Maintenant, le jour est suffisamment fait, les brumes commencent à se lever. Déjà le regard peut parcourir suffisamment le périmètre de l’horizon, à plus de trois milles, mais rien n’apparaît encore qui ressemble à une côte. La ligne des brisants court sud-ouest et nord-est pendant un mille environ. Dans le nord émerge une sorte d’îlot, de forme irrégulière. C’est une capricieuse agrégation de roches, qui s’élève à deux cents brasses au plus de l’endroit où s’est échoué le Chancellor, et à une hauteur de cinquante pieds. Elle doit donc dominer le niveau des plus hautes marées. Une sorte de chaussée très-étroite, mais praticable à mer basse, nous permettra d’atteindre cet îlot, si cela est nécessaire.

Au delà, la mer reprend sa couleur sombre. Là, l’eau est profonde. Là finit l’écueil.

Un immense désappointement, que justifie la situation du navire, s’empare de tous les esprits. Il est à craindre, en effet, que ces brisants ne se rattachent à aucune terre.

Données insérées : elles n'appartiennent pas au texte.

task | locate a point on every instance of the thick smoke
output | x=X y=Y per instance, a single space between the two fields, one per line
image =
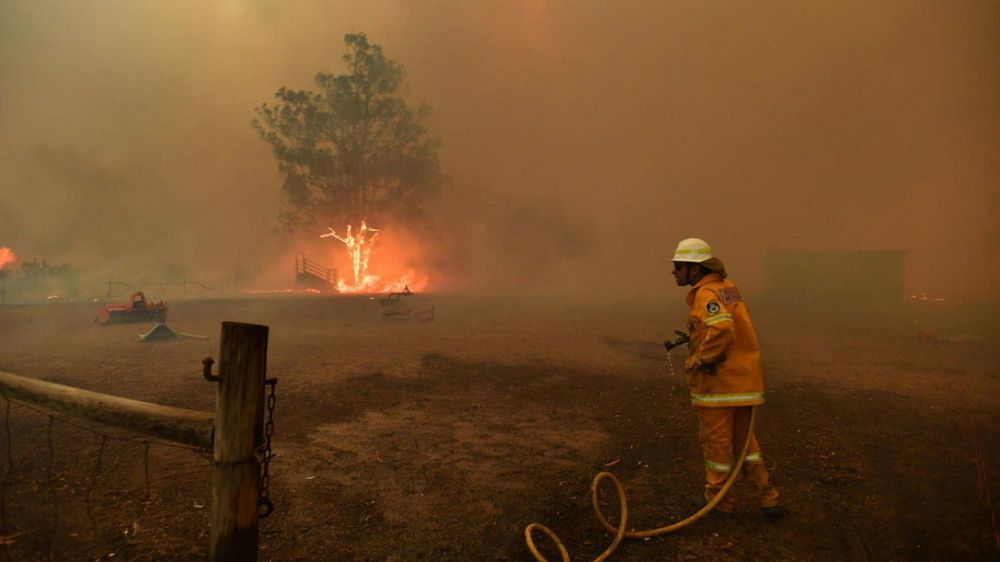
x=582 y=140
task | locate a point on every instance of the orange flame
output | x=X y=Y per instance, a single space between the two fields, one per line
x=6 y=256
x=360 y=247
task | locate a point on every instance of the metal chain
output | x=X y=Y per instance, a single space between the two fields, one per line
x=264 y=505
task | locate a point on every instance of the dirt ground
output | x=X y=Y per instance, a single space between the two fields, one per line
x=441 y=440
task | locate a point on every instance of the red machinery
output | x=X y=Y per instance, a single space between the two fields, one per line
x=136 y=310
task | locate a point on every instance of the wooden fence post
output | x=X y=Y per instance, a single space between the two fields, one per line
x=235 y=466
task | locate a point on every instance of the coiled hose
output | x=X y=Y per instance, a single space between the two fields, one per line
x=619 y=531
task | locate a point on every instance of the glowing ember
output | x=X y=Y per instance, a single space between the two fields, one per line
x=6 y=256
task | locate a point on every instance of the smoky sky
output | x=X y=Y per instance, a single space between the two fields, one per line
x=582 y=139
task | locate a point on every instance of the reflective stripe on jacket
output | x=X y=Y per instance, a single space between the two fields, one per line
x=722 y=335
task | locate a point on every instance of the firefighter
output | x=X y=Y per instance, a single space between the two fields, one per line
x=724 y=375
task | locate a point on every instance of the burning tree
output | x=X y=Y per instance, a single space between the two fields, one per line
x=354 y=150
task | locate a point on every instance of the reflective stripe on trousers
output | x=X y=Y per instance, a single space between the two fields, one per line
x=722 y=432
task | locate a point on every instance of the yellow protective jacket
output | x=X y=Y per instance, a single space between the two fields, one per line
x=722 y=340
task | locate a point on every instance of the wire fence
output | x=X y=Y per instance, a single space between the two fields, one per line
x=71 y=491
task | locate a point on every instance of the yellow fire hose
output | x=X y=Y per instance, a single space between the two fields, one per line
x=620 y=531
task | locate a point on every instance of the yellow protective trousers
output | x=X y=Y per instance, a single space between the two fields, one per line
x=722 y=432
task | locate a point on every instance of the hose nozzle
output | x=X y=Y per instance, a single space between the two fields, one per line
x=681 y=339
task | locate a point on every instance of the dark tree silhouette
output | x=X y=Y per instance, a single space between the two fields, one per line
x=354 y=150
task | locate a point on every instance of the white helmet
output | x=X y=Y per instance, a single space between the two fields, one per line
x=692 y=250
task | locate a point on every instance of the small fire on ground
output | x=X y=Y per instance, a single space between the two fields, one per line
x=360 y=245
x=6 y=256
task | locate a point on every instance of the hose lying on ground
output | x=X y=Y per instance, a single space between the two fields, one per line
x=620 y=531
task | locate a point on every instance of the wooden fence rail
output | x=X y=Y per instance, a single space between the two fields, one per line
x=232 y=433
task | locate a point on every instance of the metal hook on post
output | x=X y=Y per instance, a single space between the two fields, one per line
x=206 y=370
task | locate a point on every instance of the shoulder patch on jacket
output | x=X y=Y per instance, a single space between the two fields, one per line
x=729 y=295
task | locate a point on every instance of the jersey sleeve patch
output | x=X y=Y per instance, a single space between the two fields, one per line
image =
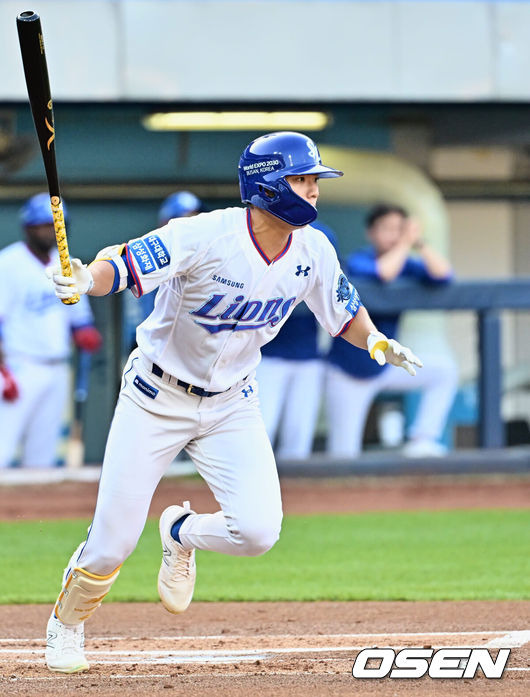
x=158 y=250
x=354 y=303
x=142 y=256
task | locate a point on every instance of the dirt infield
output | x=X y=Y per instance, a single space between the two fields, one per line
x=241 y=649
x=280 y=649
x=348 y=495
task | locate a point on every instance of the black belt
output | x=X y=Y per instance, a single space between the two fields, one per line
x=190 y=389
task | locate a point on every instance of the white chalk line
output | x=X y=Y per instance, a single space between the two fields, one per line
x=511 y=639
x=219 y=637
x=171 y=676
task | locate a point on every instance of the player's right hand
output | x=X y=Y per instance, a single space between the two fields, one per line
x=9 y=385
x=65 y=287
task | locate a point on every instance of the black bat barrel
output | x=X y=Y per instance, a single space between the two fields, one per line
x=38 y=84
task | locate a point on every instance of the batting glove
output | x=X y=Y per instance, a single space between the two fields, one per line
x=9 y=388
x=385 y=350
x=65 y=287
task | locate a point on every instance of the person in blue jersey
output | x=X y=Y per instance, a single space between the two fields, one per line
x=290 y=376
x=396 y=250
x=180 y=204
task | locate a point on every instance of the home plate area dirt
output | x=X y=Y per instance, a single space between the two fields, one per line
x=263 y=648
x=281 y=649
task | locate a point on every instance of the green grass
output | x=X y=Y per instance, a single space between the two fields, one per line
x=372 y=556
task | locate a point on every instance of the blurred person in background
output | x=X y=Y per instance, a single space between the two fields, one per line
x=181 y=204
x=35 y=342
x=396 y=250
x=291 y=378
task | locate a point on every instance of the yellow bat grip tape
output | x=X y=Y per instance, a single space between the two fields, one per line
x=62 y=243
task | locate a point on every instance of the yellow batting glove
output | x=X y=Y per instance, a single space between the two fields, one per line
x=384 y=350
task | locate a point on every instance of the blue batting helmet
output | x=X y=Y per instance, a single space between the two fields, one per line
x=263 y=167
x=38 y=210
x=178 y=205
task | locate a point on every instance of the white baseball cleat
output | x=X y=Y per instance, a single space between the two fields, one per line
x=176 y=578
x=65 y=647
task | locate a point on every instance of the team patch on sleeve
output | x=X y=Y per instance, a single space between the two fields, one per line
x=158 y=250
x=354 y=303
x=344 y=289
x=142 y=256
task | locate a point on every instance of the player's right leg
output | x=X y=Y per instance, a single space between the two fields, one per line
x=273 y=376
x=140 y=447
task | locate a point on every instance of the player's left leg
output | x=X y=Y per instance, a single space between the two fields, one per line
x=274 y=376
x=233 y=454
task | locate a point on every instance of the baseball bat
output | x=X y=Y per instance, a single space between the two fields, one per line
x=36 y=72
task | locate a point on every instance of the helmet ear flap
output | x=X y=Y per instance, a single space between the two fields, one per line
x=268 y=193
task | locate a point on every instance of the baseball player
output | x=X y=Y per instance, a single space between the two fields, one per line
x=352 y=381
x=227 y=281
x=35 y=342
x=291 y=378
x=181 y=204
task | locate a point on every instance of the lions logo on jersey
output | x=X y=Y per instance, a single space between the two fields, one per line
x=343 y=289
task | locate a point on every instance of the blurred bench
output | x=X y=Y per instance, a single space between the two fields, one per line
x=487 y=299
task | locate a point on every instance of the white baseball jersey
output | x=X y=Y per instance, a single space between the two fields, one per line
x=33 y=322
x=221 y=298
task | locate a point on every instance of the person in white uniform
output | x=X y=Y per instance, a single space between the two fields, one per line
x=227 y=281
x=291 y=379
x=180 y=204
x=352 y=381
x=36 y=335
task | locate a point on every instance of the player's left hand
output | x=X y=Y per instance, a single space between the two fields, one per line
x=80 y=282
x=384 y=350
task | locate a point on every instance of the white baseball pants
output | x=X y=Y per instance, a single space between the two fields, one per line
x=34 y=421
x=348 y=400
x=290 y=394
x=226 y=439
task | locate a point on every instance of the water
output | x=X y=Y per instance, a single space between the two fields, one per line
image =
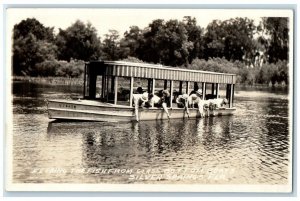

En ce moment, — il est sept heures, — le jour est clair, et les brumes ont disparu. L’horizon s’accuse autour du Chancellor avec une netteté parfaite, mais la ligne de l’eau et la ligne du ciel s’y confondent sur le même contour, et la mer remplit tout l’espace.

Robert Kurtis, immobile, observe l’Océan, principalement dans l’ouest. M. Letourneur et moi, debout l’un près de l’autre, nous examinons ses moindres mouvements, et nous lisons clairement les idées qui se pressent dans son cerveau. Sa surprise est grande, car il pouvait se croire près de terre, ayant presque toujours porté au sud depuis la relâche du navire aux Bermudes et, pourtant, aucune terre n’est en vue.

En ce moment, Robert Kurtis, quittant la dunette, se rend par les bastingages jusqu’aux haubans, s’élance sur les enfléchures, saisit les haubans du grand mât d’hune, franchit les barres et gagne rapidement le capelage du mât de perroquet. De là, pendant quelques minutes, il examine avec le plus grand soin tout l’espace ; puis, saisissant un des galhaubans, il se laisse glisser jusqu’à la lisse et revient près de nous.